Music club in Oslo, Norway

The Dolphin Club (Dolphins viseklubb) was a music club in Oslo, Norway.

The club was started at the initiative of the Norwegian painter and graphic artist Ole Hauki (a.k.a. Dolphin) on March 12, 1966. Hauki had returned from a stay in the United States, and brought the idea for the club back with him. Hauki managed the club for five years. The club's first meeting place was at what is now the Vegeta Vertshus restaurant (formerly known as Frisksportrestauranten) at Grensen no. 18 in Oslo. The venue was limited to 70 people and music evenings were held on Saturdays. The club was so popular that it also started meeting on Wednesdays. In 1968, the club relocated to the Masonic building, where there was room for 300. It became inactive in 1970.

The Dolphin Club started the Norwegian "ballad wave" (visebølgen). The movement therefore did not start in lugubrious cellars with wine and candles, but in an alcohol-free vegetarian café where carrot juice was the strongest drink.

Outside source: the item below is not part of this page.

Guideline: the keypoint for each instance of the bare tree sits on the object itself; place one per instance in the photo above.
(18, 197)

The first group to appear at the Dolphin Club was The Sing Singers with Ole Hauki, Bjørn Tonhaugen, Karin Hvidsten, and Ole Paus. Others that were active there included Lillebjørn Nilsen, Kari Svendsen, Bjørn Morisse, Øystein Sunde, Lars Klevstrand, Hege Tunaal, Finn Kalvik, Jon Arne Corell, and Steinar Ofsdal, as well as groups such as Kinsfolk, Gruppe 4, Christiania Fusel & Blaagress, and The Young Norwegians.